State, local, tribal and territorial health departments will submit wastewater test data to a national database so public health officials can study trends, according to CDC guidance updated on Monday. The CDC is now developing that portal.
“SARS-CoV-2 can be shed in the feces of individuals with symptomatic or asymptomatic infection,” the CDC wrote. “Therefore, wastewater surveillance can capture data on both types of infection.”
The coronavirus doesn’t show up in treated water, such as pools and hot tubs, but it has been detected in untreated wastewater in several countries. So far, the CDC hasn’t found any cases where someone has contracted COVID-19 because of wastewater, according to the statement.
Monitoring wastewater will allow officials to see how COVID-19 is spreading in communities as a whole — and allow them to understand data in places where coronavirus testing is limited or not used enough. The CDC has tested sewage in the past to detect other diseases such as polio.
Sewage surveillance could also be a “leading indicator” of changes in COVID-19 spread in a community, according to the statement. However, sewage testing can’t be used to reliably or accurately predict the number of people in an area who may be infected.
About 80% of U.S. households are served by community-level sewage collection systems.
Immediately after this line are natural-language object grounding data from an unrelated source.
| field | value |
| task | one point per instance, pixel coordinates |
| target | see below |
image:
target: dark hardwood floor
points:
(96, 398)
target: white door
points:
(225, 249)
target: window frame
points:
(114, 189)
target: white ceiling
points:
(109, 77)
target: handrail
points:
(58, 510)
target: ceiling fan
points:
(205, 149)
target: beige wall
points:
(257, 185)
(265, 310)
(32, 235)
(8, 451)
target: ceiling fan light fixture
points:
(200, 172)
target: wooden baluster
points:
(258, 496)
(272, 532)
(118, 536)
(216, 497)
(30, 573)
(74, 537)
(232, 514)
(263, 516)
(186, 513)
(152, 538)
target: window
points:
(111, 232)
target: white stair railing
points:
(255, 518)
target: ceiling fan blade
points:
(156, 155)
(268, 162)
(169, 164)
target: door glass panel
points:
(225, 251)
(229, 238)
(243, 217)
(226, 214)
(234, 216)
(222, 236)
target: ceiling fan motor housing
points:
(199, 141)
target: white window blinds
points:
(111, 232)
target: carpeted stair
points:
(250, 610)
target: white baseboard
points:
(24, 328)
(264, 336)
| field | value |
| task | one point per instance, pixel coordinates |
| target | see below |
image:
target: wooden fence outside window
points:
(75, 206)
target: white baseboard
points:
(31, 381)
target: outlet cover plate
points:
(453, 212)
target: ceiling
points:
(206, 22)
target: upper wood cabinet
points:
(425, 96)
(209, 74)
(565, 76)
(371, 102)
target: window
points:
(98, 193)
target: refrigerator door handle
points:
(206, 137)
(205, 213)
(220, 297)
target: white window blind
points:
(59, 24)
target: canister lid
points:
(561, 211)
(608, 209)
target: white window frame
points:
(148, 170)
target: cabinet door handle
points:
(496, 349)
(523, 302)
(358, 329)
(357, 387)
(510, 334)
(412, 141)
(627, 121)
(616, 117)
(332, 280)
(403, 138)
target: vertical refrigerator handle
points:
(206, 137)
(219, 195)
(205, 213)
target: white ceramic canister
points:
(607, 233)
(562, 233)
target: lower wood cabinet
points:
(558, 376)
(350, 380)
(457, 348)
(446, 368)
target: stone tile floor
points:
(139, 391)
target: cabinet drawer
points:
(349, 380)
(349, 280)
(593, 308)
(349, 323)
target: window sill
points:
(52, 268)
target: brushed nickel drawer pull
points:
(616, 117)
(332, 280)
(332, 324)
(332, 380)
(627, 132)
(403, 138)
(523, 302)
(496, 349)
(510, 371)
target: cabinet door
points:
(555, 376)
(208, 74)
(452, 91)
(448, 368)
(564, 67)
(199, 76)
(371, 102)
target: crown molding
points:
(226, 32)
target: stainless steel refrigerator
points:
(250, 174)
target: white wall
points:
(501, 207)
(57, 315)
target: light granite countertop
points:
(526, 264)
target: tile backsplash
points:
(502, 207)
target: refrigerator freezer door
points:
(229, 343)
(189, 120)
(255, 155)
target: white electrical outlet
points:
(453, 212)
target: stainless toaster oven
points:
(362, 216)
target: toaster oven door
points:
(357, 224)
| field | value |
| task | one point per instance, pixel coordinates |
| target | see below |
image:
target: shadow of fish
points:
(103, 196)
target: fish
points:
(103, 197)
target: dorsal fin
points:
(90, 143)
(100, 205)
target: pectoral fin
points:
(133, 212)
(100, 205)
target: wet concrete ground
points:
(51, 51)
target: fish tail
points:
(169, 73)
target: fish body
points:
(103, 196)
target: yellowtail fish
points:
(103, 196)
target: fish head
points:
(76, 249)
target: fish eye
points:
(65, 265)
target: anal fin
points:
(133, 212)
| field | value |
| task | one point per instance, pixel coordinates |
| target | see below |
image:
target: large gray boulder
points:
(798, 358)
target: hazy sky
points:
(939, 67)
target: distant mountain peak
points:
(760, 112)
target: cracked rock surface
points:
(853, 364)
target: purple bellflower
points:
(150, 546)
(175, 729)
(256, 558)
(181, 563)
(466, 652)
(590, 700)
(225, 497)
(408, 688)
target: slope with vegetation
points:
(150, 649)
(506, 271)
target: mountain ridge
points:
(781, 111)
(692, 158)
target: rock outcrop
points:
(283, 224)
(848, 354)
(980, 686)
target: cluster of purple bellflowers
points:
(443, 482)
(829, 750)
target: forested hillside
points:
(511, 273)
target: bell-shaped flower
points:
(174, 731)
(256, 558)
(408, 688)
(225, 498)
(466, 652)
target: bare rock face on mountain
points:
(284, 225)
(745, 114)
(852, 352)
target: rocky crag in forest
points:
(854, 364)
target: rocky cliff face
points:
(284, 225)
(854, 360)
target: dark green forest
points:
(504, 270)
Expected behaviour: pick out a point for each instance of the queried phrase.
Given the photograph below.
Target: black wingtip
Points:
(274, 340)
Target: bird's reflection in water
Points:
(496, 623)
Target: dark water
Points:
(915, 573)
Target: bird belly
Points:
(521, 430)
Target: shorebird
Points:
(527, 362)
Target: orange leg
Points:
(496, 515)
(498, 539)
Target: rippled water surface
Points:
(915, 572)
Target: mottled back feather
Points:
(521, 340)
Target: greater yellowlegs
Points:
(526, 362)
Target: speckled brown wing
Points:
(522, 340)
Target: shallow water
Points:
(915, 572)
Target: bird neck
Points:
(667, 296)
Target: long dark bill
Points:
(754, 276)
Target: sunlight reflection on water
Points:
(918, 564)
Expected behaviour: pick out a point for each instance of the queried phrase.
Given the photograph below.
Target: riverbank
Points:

The surveillance program won’t include homes that use septic tanks or separate systems that treat their own waste, such as some prisons, hospitals and universities.
In addition, the monitoring system may not detect low levels of infection in a community. Public health officials are still learning the “lower limits of detection,” or the lowest number of infected individuals required to detect the virus in sewage. The new surveillance system may help the CDC to better understand that.
“More data on fecal shedding by infected individuals over the course of disease are needed to better understand the limits,” the CDC wrote.